Periodontal hastalık(dişeti hastalıkları) nasıl olusur?
Sağlıklı haldeki dişetinde sorunların ortaya cıkmasına ağzımızda yasayan mikroorganizmaların sayılarının artışı sebep olur. Mikroorganizmalar gurubuna dahil olan bakteriler, temizleme-bakım eksikliği ve bunun sonucunda diştası oluşumuna bağlı olarak dişetinde iltihaplanma ve enfeksiyona yol açarlar. Mikroorganizmaların çoğalması birebir vakitte bunların ortama yaydıkları sülfürik gazların da artışına ve ağız kokusuna yol acar. Çoğalan bakteriler dişler üzerinde sinema katmanı olustururlar. Bakteri plağı denilen bu katman şayet diş fırçalama ile temizlenmezse, tükürükte özgür dolaşan minerallerin çökelmesi ile “diştaşı” oluşur ki bunlar dişler üzerinde leke ve renk değişiklikleri ile görsel olarak fark edilebilirler. Diştası oluşumları profesyonel paklık ile giderilmezler ise dişeti iltihabı “gingivitis” ile başlayan dişeti hastalıkları ilerleyerek “periodontitis” meydana gelir. Dişetinde kızarıklık, kanama, şişlik-ödem, diştaşı varlıgı, dişetlerinin çekilmesi ve dişlerde sallanma bulguları periodontal hastalıgın belirtileridir. Ağız bakımındaki yetersizliklerin yanısıra savunma sisteminde aksaklıklar olan şahıslarda, örneğin kanda immünglobülin sayıları az olan bireylerde periodontal hastalıklara yatkınlık vardır. Ayrıyeten diş dizisindeki çapraşıklıklar da temizlenme zahmeti yarattığı için hastalığa yer hazırlar. Bu tip özellikler soyaçekim ile de ilgili olduklarından periodontal hastalıklara yakalanma oranında genetik bir transferden da kelam edebiliriz.

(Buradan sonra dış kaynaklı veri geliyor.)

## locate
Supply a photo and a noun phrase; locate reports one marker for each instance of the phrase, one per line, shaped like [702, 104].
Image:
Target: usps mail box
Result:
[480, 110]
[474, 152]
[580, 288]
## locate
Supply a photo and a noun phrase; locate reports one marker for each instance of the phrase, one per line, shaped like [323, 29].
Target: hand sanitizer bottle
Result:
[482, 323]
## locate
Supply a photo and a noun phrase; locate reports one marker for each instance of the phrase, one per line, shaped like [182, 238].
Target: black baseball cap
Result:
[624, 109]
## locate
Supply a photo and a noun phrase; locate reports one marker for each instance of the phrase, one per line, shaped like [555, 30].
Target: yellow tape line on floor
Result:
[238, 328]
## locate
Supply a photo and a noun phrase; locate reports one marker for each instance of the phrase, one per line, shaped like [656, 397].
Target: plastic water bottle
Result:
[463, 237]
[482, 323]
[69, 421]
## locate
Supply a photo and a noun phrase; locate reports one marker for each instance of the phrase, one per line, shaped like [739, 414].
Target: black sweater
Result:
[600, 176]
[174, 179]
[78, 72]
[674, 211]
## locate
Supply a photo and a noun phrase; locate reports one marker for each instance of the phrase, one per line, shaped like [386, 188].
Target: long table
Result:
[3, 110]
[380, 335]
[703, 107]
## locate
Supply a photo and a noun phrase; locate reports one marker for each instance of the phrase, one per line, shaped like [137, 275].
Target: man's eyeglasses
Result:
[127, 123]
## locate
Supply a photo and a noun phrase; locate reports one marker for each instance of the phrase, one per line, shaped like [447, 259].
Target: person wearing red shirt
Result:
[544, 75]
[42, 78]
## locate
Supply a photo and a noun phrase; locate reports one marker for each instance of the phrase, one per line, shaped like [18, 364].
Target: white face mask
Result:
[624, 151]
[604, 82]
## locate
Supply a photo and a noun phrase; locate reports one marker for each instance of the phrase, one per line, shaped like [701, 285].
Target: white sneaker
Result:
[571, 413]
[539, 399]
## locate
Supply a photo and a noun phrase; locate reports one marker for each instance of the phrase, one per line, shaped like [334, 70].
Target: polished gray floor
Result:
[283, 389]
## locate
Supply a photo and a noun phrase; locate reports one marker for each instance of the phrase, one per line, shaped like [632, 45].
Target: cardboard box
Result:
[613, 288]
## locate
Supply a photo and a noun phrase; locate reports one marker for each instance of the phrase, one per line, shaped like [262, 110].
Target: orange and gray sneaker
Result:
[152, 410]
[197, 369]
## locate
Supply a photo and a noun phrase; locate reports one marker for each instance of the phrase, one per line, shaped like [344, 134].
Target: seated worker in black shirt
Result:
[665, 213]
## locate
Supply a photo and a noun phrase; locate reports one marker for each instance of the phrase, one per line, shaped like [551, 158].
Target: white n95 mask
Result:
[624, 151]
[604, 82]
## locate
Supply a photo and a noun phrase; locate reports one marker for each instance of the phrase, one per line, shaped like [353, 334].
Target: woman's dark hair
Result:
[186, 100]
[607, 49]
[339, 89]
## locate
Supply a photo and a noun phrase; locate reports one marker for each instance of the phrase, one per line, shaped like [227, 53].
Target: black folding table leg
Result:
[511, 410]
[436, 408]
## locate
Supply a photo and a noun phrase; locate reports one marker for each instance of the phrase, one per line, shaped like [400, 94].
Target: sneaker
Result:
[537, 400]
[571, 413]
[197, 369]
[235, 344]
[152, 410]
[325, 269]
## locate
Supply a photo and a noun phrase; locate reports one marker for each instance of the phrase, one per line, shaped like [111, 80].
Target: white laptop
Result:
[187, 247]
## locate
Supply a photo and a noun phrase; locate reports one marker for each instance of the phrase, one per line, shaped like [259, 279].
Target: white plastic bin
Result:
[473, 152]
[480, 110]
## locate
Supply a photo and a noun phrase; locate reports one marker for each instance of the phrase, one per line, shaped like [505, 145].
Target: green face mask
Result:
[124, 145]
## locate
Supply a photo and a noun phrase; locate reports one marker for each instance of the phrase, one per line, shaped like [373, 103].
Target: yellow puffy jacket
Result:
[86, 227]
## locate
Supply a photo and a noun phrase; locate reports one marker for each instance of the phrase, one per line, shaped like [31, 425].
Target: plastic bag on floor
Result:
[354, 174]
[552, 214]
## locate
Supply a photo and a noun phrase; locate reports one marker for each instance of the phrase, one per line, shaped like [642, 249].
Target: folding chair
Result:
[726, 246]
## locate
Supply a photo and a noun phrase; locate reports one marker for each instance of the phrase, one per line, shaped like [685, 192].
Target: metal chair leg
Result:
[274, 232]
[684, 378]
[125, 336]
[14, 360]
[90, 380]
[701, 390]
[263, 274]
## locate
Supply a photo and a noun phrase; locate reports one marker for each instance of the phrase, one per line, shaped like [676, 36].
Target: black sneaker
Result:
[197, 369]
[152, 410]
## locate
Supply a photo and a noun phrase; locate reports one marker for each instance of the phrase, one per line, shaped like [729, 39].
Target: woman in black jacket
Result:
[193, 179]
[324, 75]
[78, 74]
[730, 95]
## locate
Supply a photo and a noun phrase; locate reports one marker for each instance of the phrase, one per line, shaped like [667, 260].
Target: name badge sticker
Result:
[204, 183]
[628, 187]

Ağız-yemek borusu-mide ve bağırsaklar sindirim sistemini oluşturup birbirleri ile alakalı olan her kademede bakteri barındırırlar. Sindirim sistemi bir bütün olduğu için ağızda yapılan periodontal teşebbüslerden sonra tertipli doktor denetimleri ve mesken bakımı yapılmadığı takdirde fırsatçı patojen mikroorganizmalar tekrar ağızı kolonize ederek tahribata devam ederler.Bu nedenle sistemli dişeti tedavisi yaptırmak gereklidir.Başka bir anlatımla her bireyin ağzında değişken oranlarda bakteri, bakteri plağı, diştaşı bulunur ve temizlendikten sonra vakitle tekrar oluşur.Bu özellikten ötürü öncelikle bilinmesi gereken “periodontitis” tipi bakteri kökenli hastalıklarla ömür uzunluğu süren bir gayret vermek gerektiğidir. Öbür bir deyişle periodontitis tedavi edilir ve ağız kondisyonları olağan kurallara döndürülebilir lakin hastalığa yol açan mikroorganizmalar kararlılıklarından vazgeçmezler ve sizin ağız bakımını aksattığınız oranda hastalık tekrar geri döner. Tekrarlama özelliğinden ötürü periodontal hastalık ile çaba beyhude bir süreç olarak değerlendirilip tedavi uygulanmaz ise diş kayıpları kaçınılmazdır.Bilinçli bir gayret ve istikrarlı bir bakım programı ile çok uzun yıllar komplikasyon tekrar etmeden üstesinden gelinebilir.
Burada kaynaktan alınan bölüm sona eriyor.